Dimanche 30 novembre 2003 - 1er dimanche de l’Avent C

Mayday, mayday, mayday...

Jérémie 33,14-16 - 1 Thessaloniciens 3,12 - 4,2 - Luc 21,25-28.34-36
dimanche 30 novembre 2003.
 

Mayday, mayday, mayday...

C’est l’appel au secours réglementaire, l’équivalent en phonie du morse S.O.S. que l’on interprète comme l’acronyme de "Save our souls", c’est-à-dire "Sauvez nos âmes" ou "Sauvez nos vies". Quant à "Mayday", c’est aussi un mot anglais, mais certains y voient la déformation de "M’aidez" en français, autrement dit "Aidez-moi !" En tout cas, si vous êtes sur un bateau en perdition, vous devez lancer ces messages de façon pressante et continue.

Et sur notre bonne vieille planète Terre, en sommes-nous là ? La pollution des mers et de l’atmosphère, le réchauffement climatique, la pénurie de pétrole inéluctable, les risques liés au développement de l’énergie atomique et quelques autres sujets de préoccupation globale sont assez sérieux pour que la question se pose. Certains l’éludent en disant : "Bah, on verra bien" ou "Cela durera toujours autant que moi." On comprend les intérêts personnels qui les portent à ne pas vouloir qu’on s’inquiète : ils profitent de la situation actuelle et ne se soucient guère d’un avenir qu’ils ne verront peut-être pas.

Mais ceux qui, au contraire, poussant des cris d’alarme incessants annoncent la catastrophe pour tout à l’heure ? D’abord, ils sont aussi mus par leurs propres intérêts, qu’ils soient matériels, politiques ou psychologiques. Mais surtout, que proposent-ils d’autre à espérer ? Certains crient : "Ma planète, ma planète !" comme d’autres : "ma cassette, ma cassette !" Parfois, pour conserver l’environnement, ils semblent prêts à se débarrasser de l’humanité qui le menace, sauf eux-mêmes, bien sûr.

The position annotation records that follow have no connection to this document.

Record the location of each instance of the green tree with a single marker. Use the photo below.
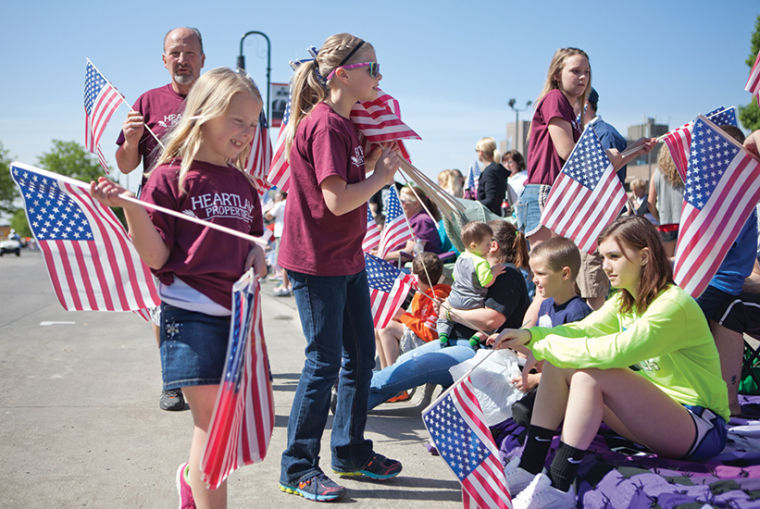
(7, 188)
(71, 159)
(749, 115)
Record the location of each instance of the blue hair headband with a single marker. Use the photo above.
(313, 51)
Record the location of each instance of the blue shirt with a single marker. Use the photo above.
(609, 137)
(551, 314)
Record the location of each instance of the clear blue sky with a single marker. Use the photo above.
(452, 65)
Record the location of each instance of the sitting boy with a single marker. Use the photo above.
(472, 277)
(411, 329)
(555, 264)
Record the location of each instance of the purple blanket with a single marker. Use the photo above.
(618, 474)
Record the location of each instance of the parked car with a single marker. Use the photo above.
(10, 246)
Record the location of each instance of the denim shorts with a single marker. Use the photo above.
(193, 347)
(714, 302)
(711, 433)
(529, 207)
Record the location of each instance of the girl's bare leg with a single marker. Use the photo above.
(389, 339)
(631, 405)
(201, 399)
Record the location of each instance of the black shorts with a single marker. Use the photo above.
(741, 313)
(713, 302)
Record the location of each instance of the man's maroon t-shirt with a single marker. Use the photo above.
(206, 259)
(544, 164)
(314, 240)
(161, 108)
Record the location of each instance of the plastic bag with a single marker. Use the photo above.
(493, 382)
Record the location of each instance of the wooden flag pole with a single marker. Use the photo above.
(124, 100)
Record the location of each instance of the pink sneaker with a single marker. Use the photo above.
(183, 488)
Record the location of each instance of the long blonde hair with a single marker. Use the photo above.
(209, 98)
(557, 64)
(668, 168)
(308, 85)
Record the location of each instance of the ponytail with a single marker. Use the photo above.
(309, 86)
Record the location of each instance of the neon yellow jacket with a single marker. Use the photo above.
(670, 343)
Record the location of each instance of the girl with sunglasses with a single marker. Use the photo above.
(321, 250)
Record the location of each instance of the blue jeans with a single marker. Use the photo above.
(428, 363)
(529, 207)
(193, 347)
(337, 321)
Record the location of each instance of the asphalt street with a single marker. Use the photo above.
(81, 426)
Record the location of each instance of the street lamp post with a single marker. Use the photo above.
(517, 111)
(241, 62)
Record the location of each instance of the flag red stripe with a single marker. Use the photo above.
(753, 82)
(106, 245)
(52, 272)
(68, 272)
(76, 249)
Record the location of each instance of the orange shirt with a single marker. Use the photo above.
(422, 317)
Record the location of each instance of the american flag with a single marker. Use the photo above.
(455, 422)
(678, 140)
(279, 168)
(380, 120)
(260, 156)
(101, 100)
(91, 261)
(388, 287)
(753, 82)
(587, 195)
(722, 188)
(243, 417)
(397, 229)
(372, 237)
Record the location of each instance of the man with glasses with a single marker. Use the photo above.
(160, 109)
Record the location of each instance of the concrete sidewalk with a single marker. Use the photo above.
(81, 425)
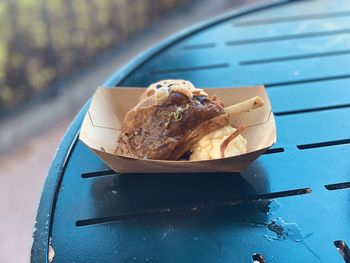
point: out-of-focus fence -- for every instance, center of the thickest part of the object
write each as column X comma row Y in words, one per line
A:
column 46, row 40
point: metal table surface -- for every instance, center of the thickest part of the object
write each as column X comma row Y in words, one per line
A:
column 301, row 52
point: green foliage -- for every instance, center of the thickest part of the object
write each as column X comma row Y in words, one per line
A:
column 42, row 41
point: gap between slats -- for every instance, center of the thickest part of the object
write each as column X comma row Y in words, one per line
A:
column 190, row 207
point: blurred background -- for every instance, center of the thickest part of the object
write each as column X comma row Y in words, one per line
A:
column 53, row 55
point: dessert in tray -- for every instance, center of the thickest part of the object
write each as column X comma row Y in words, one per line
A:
column 176, row 121
column 172, row 126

Après tout, l’humanité est mortelle, et la planète aussi. Un jour, sûrement, tout disparaîtra. Et si l’on n’a aucune espérance du côté de Dieu, d’un Dieu qui viendrait sauver sa création en perdition, il n’est pas plus avisé de s’acharner à durer un peu plus longtemps que de choisir de profiter du moment présent en attendant la fin inéluctable. Sur un navire perdu dans l’océan immense et déchaîné sans espoir de port à atteindre ni de quelque secours pouvant surgir sur la mer ou dans le ciel, il n’y aurait aucun sens à retarder à tout prix l’échéance du naufrage corps et bien.

La prodigalité consommatrice d’un côté et l’avarice écologiste de l’autre ne sont que les deux faces d’un même égoïsme désespéré. C’est pourquoi, dans l’évangile, le Seigneur nous met en garde d’un seul souffle contre la débauche, l’ivrognerie et les soucis de la vie : d’une façon ou d’une autre, notre cœur s’alourdit et se perd lorsqu’il cesse de battre au rythme de l’espérance de la venue du Sauveur.

Nous le savons, si Dieu garde l’humanité en vie et ce monde en état de la porter, s’il retarde la destruction inévitable qui nous attend, c’est afin de laisser à chacun le temps de se convertir. Car seuls ceux qui seront prêts à accueillir sa venue échapperont à la catastrophe. Et l’espérance de l’Église, c’est de rassembler l’humanité entière en un peuple ardent à espérer cette venue comme une délivrance finale. Or, l ’espérance ne trompe pas, car celui qui a donné sa vie pour sauver ce monde perdu a mis dans nos cœurs l’amour et son Esprit Saint.

Ainsi, le même motif de désespérance peut conduire les hommes à la fuite dans les plaisirs destructeurs ou dans l’acharnement à conserver leur vie en ce monde, mais le même élan d’espérance doit nous inspirer le plus grand respect pour la création qui gémit dans l’attente du salut qui vient et le plus vif désir de hâter cette venue.

Chrétiens, nous devons donc nous tenir en tête des hommes de bonne volonté qui appellent à un usage sobre et raisonnable des ressources naturelles, réglé par l’idéal de leur répartition équitable entre les peuples et les individus. Nous devons nous dévouer à cette tâche. Et nous ne devons pas mettre moins d’ardeur à nous convertir nous-mêmes, à progresser en sainteté ensemble et chacun pour sa part, en vue de la venue du Seigneur dans la gloire.

En tout cela, le premier nécessaire est toujours la prière, cet appel pressant et continu lancé vers le ciel pour qu’il vienne à notre aide, pour qu’il sauve nos âmes et nos vies.